Sure, she had a crap childhood. This is a story of premeditated cruelty to a family member. I didn't like how Adeline made herself out to be this perfect little angel who gave to everyone and just kept getting shit on. Adeline's innocent and understandably bewildered blundering through her early life is bad enough, but the story gets even more twisted as it goes along. A story of greed, hatred and jealousy; a domestic drama is played against the extraordinary political events in China and Hong Kong.
As a side note: While this certainly wasn't the most amazing book I've ever read, I'm a little concerned at some of the reviews that depict the author as whiny and spoiled for wanting tram fare to go the mile and a half to school. Set amidst the political upheaval of a turbulent century, Falling Leaves is an enthralling saga of a prosperous Chinese family that spans this century and that reveals the effects of communism and capitalism on a family caught between East and West. She grew up as a miserable rich girl in Hong Kong. But her story is really about yearning for love and acceptance in an extremely difficult family and ultimately the will to survive and triumph. Seller Inventory V9780141047089 Book Description 2010.
I couldn't tell the how writers feelings reflected her abuse, or if it was just a random journal. She was born in 1937 and her mother died when she was born, and her new mother was Eurasian who brought her own children into the marriage. The piece was then developed for the Welsh Independent Dance 'Dance Bytes' tour in 2004. It wasn't until I talked with a friend from another culture that I came to better understand that the child born to a mother who dies in childbirth is considered evil and consequently, certainly unwanted. And the third was that it would be a road movie. This was one of em for me. The book was published in the height of the Chinese-mania in America.
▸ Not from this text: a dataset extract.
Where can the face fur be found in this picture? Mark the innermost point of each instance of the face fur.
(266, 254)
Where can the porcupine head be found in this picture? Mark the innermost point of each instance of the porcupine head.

Her life story is heartbreaking at times and the history of Shanghai, Tianjin and Hong Kong were brought to life to me through her story. She mentions how patients don't know the cost of services, as if this is a good thing since she can keep getting paid more. Interesting descriptions of the culture so few westerners know anything about. I got pretty bored at the beginning so I strongly recommend readers to read this book before the other. The first half of the book discuesses how Adeline was teased by her siblings because after few days of her birth, her mother pass away.
Had she not escaped to America, where she experienced a fulfilling medical career and a happy marriage, her story would be unbearable; instead, it's grimly fascinating: Falling Leaves is an Asian Mommie Dearest. The first half of the book discuesses how Adeline was teased by her siblings because after few days of her birth, her mother pass away. She struggled to be loved by the family but was treated cruelly. Poignant proof of the human will to endure' Amy Tan Adeline Yen Mah's childhood in China during the civil. I feel that anyone that reads this book can a learn a lesson about adversity and feel inspired to accomplish their desires. Written with the emotional force of a novel but with a vividness drawn from a personal and political background. This is the summary of what I think: The good: - her style of peppering the story with chinese proverbs characters, pronunciation, translation ; - interesting peek of Shanghai in its glory straight from the person who lived that kind of life; and - engaging story-telling.
For that, I give her pity. No matter what else people may steal from you, they will never be able to take away your knowledge. Whatever it is, it defines her. I just have to laugh. However, most of the time she's holding back too much to get below the surface. Those who dare to protest are disowned and disinherited.
That question isn't answered in this book. I can't claim to understand, let alone sympathize, with either viewpoint on principle. This Mommy Dearest beats her own baby daughter, and Adeline, a plucky first grader, is the only person to object. In Chinese culture, where people are ranked by sex, social status, and order of birth, the main character finds herself on the bottom of every measuring stick. The man who tried to carry the corpse back to its home village was found by the police very early on, and they forced him to cremate the body and carry back the ashes instead. It didn't get better for Adeline and she did not find love with either her dad or stepmother or with any of her 6 brothers and sisters. Only rarely does she offer a glimpse into her sex's historical plight, even though abortion, infanticide and abandonment of female children occur routinely in Chinese culture even now.
Falling Leaves is the adult version of the novel, and gives you an in depth explanation of everything. Her step mother didn't like her. I cannot believe that this family would be a template for most Chinese families, even older and wealthy ones. No wonder her brother James doesn't speak to her anymore. So I review it through two different lenses. My heart ached for Adeline at the numerous injustices imposed on her by her cruel stepmother. As a book, it is okay.
A majority of the book was insignificant and I didn't really understand why I was reading this book. Never write a memoir to get revenge and this seems like this was exactly what it was, revenge. Her insights and successes, against all odds, are a fascinating part of this book. Especially since Adeline, Jun-ling, had no idea what it was she had even done. They're biased against it because they say there's too much tiresome summary: this happened, and then this happened, and so on. The True Story of an Unwanted Chinese DaughterThe story of an unwanted Chinese daughter growing up during the Communist Revolution, blamed for her mother's death, ignored by her millionaire father and unwanted by her Eurasian step mother.